I worked at a Big Four accounting and audit firm, and a partner invited my whole team out for drinks after work one evening. At the end of the evening, he cornered me and attacked me. He very forcefully tried to rape me, but I managed to escape before he could. I reported it to the company and the police. The police are investigating. There were no witnesses – he’s not stupid enough to attack a woman in front of other people. There’s no physical evidence of his attack because I stopped him before he could rape me. Ironic, isn’t it, that protecting myself from rape means the rapist can go free. The Big Four firm did a half-assed investigation and said it’s “he said, she said”, so they can’t take any disciplinary action against the partner. Then they let me go from my job. This is what happens in a male dominated industry, where partners are masters of their own domain and basically impossible to fire as they’re not technically employees. So who gets fired? The victim. Nice. Don’t believe a word when you read these Big Four companies talk about how female-friendly they are. It’s just good marketing.
I’ve been molested by strange men in public and by a relative grabbing my breasts or kissing me on the mouth on several occasions and often times the situation took me so by surprise that I was powerless to respond. It was confusing and made me feel disgusted and disgusting. I was actually also molested by a woman in a bar – she was probably high – but nevertheless, also shocking and so surprised that I simply couldn’t respond. I freeze up. Did not ask for it; did not invite it. Was not dressed in any way that someone could slut shame me and blame me for provoking the attacks. These men ( and that one woman ) must simply have decided that it was within their right to violate me and that I have no right to expect them to respect any boundaries. Often times situations that were hopeless in terms of reporting the assault e.g. in a foreign country, and to be honest I don’t know if it is against the law for a man to grab a woman’s breasts uninvited. I think the police would just laugh. Not worth the trouble.

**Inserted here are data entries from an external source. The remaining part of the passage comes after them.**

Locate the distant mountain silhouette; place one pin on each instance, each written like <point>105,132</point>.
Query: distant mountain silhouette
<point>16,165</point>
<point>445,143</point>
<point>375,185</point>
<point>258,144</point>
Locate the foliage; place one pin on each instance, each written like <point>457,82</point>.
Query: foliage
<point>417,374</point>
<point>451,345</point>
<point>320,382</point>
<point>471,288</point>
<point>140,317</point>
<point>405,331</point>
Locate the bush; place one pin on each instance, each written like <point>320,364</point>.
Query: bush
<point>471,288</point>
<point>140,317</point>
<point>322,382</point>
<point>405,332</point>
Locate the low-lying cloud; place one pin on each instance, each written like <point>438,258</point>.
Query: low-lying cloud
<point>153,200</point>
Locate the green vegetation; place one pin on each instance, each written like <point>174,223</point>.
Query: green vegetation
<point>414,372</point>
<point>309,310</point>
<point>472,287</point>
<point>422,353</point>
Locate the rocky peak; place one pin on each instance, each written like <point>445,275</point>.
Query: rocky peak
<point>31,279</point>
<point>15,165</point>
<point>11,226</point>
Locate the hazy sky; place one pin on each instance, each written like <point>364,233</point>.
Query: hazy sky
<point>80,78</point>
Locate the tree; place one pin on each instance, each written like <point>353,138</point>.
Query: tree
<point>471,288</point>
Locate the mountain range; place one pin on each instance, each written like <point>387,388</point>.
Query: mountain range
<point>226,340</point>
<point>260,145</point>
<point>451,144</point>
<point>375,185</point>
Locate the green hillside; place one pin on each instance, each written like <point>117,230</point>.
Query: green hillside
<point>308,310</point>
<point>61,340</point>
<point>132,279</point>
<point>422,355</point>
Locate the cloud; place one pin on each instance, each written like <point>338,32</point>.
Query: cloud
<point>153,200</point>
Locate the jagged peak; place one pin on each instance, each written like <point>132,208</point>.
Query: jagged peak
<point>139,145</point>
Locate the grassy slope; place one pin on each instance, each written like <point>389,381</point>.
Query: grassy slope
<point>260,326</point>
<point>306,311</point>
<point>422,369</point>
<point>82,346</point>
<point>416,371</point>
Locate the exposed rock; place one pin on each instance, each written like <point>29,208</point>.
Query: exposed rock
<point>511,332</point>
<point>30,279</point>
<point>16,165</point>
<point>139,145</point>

I just finished Grade 11 in high school and I went on a date with the typical popular guy from a nearby town. He was smart, the quarterback, his family regularly attended church, and other girls also wanted to be with him. During our date he took me to his farm and things started to advance. He wanted to have sex and I told him that I was not ready, and that I wanted to wait. His response was “I have waited long enough”. I remember feeling froze and confused at this time and then he became frustrated and told me to just relax as he was now on top of me. I said no and stop, and tried to push him away, but it had no effect. I gave up and felt powerless. It took me over a year before I stopped blaming myself for what happened, as I thought I could have ran when I had the chance or spoke louder. The problem is not always with the stereotypical man. The problems are within our own communities with people that would be the most unexpected.